El escritor de ciencia ficción Philip K. Dick anticipó que en el futuro serían nuestros aparatos los que nos espiarían, ya no los agentes del FBI. Sea esto accidental o perverso, ese futuro ya está aquí, como prueba un reciente incidente. 

Una pareja de Portland se sobresaltó cuando uno de los empleados del esposo los alertó de que había estado recibiendo mensajes de audio con sus conversaciones privadas. En primera instancia la pareja se mostró incrédula, pero luego el empleado les detalló una de sus conversaciones: una discusión sobre pisos de madera. Los mensajes habían sido enviados por el asistente virtual de Amazon, Alexa, la personalidad que reside en el aparato Echo.

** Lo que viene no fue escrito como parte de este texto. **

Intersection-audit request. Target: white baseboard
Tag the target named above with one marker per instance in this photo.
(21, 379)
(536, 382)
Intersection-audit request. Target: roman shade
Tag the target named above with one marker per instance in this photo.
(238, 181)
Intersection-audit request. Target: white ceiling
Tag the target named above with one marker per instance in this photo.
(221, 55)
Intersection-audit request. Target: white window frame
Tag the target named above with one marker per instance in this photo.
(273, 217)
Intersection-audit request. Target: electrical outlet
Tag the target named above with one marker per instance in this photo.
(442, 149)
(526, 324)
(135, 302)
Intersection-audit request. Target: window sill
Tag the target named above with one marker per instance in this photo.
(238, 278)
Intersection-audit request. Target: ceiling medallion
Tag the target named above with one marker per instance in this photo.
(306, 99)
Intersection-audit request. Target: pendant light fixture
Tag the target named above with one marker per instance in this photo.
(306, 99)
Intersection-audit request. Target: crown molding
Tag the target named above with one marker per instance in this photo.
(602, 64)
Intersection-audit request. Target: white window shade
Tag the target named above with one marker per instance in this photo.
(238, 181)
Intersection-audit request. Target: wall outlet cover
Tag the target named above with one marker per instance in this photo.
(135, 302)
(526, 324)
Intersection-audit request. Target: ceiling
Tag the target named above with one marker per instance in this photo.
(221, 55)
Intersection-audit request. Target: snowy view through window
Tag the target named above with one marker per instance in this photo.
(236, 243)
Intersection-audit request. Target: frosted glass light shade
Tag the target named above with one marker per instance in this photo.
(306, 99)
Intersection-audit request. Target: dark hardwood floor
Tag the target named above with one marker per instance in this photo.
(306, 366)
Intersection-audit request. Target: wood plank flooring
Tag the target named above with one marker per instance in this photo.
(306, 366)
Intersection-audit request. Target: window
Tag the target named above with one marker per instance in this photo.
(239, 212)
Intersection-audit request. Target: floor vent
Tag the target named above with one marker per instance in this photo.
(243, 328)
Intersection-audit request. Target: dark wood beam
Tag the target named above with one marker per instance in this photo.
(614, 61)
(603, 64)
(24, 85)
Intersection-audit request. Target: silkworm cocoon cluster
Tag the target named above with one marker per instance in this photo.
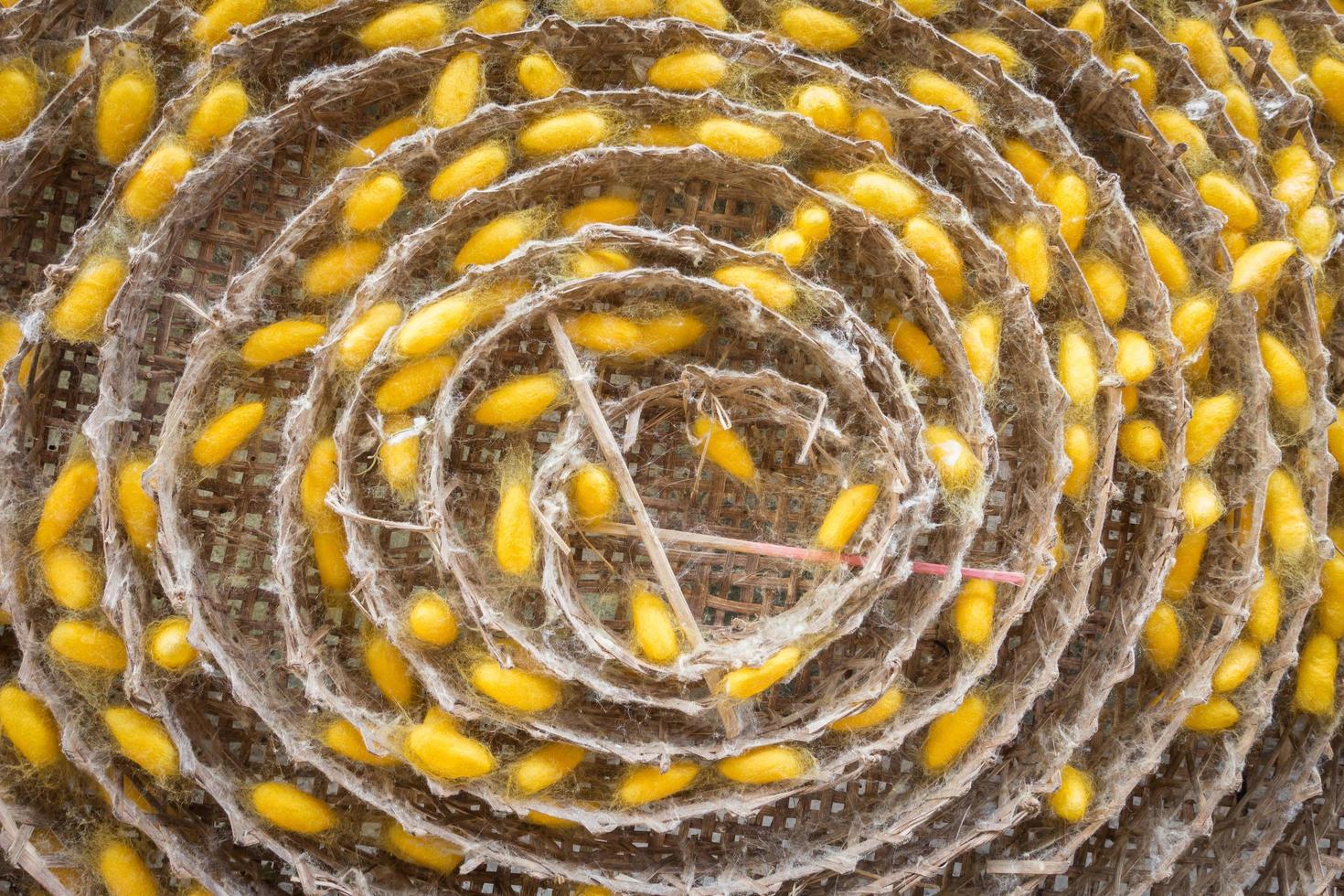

Ante esta situación, Amazon admitió que existe una vulnerabilidad en el software de Alexa que hace que adivine las conversaciones y tome acciones con base en estimaciones que pueden ser, evidentemente, incorrectas. Amazon explicó que lo sucedido es algo sumamente raro. Debieron de haber ocurrido varias fases de malinterpretación: primero, el aparato debió de haber escuchado una palabra similar a su nombre y luego interpretar la conversación subsecuente como "enviar mensaje", y más tarde debió de preguntar "¿nombre de contacto?" y en la conversación de fondo interpretar un nombre y una afirmación a su pregunta.

Amazon explicó que se encuentra trabajando para que esto no vuelva a suceder, e informó que se puede evitar cualquier accidente desactivando la función de Echo para hacer llamadas. 

De cualquier manera, quedan ciertas dudas en cuanto a la protección de datos. Alexa funciona escuchando incesantemente el ambiente, para responder cuando se le menciona ("Alexa"). Una vez que se le llama, Alexa almacena la información de las conversaciones que ocurren cuando se ha activado su función de asistencia en la cuenta personal de Amazon de los usuarios. Esta información se queda allí indefinidamente, a menos de que los usuarios la borren manualmente. Y recientemente, Amazon hizo una patente que en un futuro permitiría a Alexa dar asistencia aunque no sea llamada. Por ejemplo, Alexa podría escuchar una conversación en la que se menciona el plan de ir a cenar y tomar la iniciativa y enviar un mensaje con una recomendación, mientras la conversación transcurre.